Diamond's Dream will debut on Martin Luther King’s Day – Monday, January 18 at 10 a.m. CT.
A World Premiere Short Puppet Film About An African-american Child In Chicago Navigating The Covid-19 Pandemic Is The First New Work To Emerge From The Springboard Project, A New Initiative Launched In 2020 By Chicago Children's Theatre To Foster New Works For Young Audiences By Diverse Local Writers.
Titled Diamond's Dream, this new virtual puppet production by Chicago artists Jerrell L. Henderson and Caitlin McLeod will debut on Martin Luther King's Day - Monday, January 18 at 10 a.m. CT - on CCTv: Virtual Theatre and Learning from Chicago Children's Theatre, where it will be posted for free, on-demand viewing.
Diamond's Dream, the first Springboard project to be produced for online viewing, takes place on a CTA Red Line train traveling south through pandemic-era Chicago.
Diamond, a pre-teen African-American boy, has fallen asleep on the train while on his way to visit his dying grandmother. When he awakes, time and reality have shifted, and he meets the ghost of a young African-American girl, a shape-shifting elder spirit who died of Spanish Flu 100 years ago to the date. Both are confronted with paranormal puppets and images representing society's ills - ignorance, poverty and racism. While the spirit girl seeks only rest, Diamond comes to understand she must first be remembered in order to find it.
Since Chicago Children's Theatre's founding in 2005, the company has developed and produced 20 world premiere plays, alongside many pre-existing works. Almost all, however, have been adaptations of classic or contemporary children's books.
So, when Covid-19 closed down theaters around the world last spring, CCT Co-founder and Artistic Director Jacqueline Russell saw an opportunity to invite accomplished playwrights, predominately Chicago-based BIPOC artists, many who had not written for young audiences before, to develop original TYA projects.
In the current January issue of Chicago Magazine, in an exclusive Diamond's Dream preview, Russell admitted, "as a whole, children's theater has had a deservedly bad rap," citing past perceptions of plays for kids as "dumb, not sophisticated, and not speaking to children in the way they deserve to be spoken to."

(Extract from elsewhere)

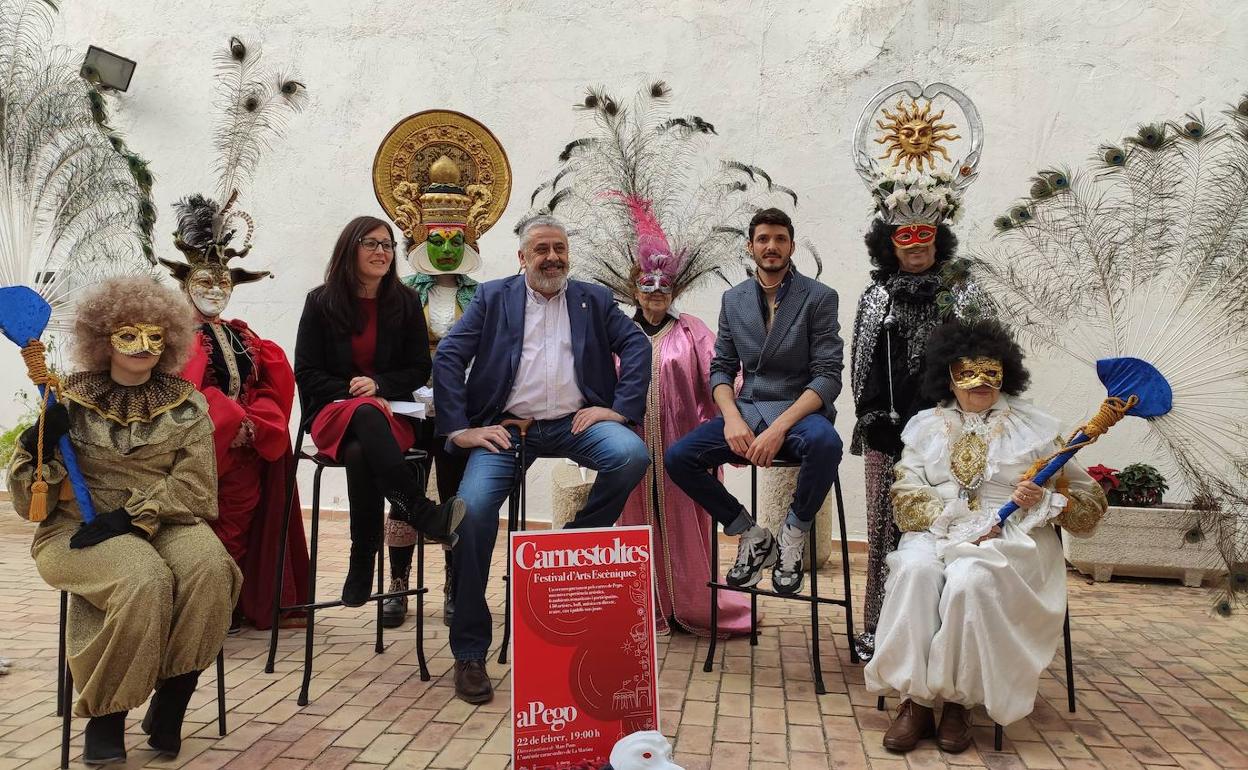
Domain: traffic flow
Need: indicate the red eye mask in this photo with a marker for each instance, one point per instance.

i??After Covid hit, Russell decided, "we pretty much knew we were canceling an entire season, and we wanted to keep artists working, so we thought this is the time to take some risks."

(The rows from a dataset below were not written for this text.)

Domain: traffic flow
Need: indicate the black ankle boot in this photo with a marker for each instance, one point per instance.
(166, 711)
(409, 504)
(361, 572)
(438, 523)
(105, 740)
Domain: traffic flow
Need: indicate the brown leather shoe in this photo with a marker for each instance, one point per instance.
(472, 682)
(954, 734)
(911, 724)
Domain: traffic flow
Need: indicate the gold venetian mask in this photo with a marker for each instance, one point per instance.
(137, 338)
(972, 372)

i??"With the invitation from Jacqui and CCT to create a new work, I tried to think of a story I would have wanted to watch as a child," said Henderson. "Themes surrounding the humor that comes out of the often absurdity of life, themes of loss, and the resilience of our connection to history and love, how love can be sustained and survive across generations, have always been a part of what attracts me to a story. Even when I was a young child. So, I started there."
"To work with a children's theater that respects their audience, and understands that kids can grasp big concepts, is an honor," said McLeod, who collaborated with Henderson on Chicago Children's Theatre's hit 2019 production of The Very Hungry Caterpillar Show. "The work we are able to create together with CCT is able to go deeper and hit harder, while still bringing the magic and wonder that is at the heart of many children's stories."
Diamond's Dream is created by Jerrell L. Henderson and Caitlin McLeod, directed by Jerrell L. Henderson and designed by Caitlin McLeod. Music and sound design are by Daniel Ison. Jeff Paschal is director of photography. Voice over actors are Davu Smith (Diamond and Amira Danan (Elder). Diamond's Dream is produced by CCT artistic director Jacqueline Russell and director of production Will Bishop.
In addition to Henderson and McLeod, Greg Allen, Micah Figueroa, Isaac Gómez, GQ, Terry Guest, Ike Holter, Nambi E. Kelley and Daniel Carlton, Sully Ratke, Lanise Shelley and Justin Ellington, and Elizabeth Wong make up the group of 14 Chicago artists who received commissions through CCT's Springboard Project to conceive new ideas for original TYA plays.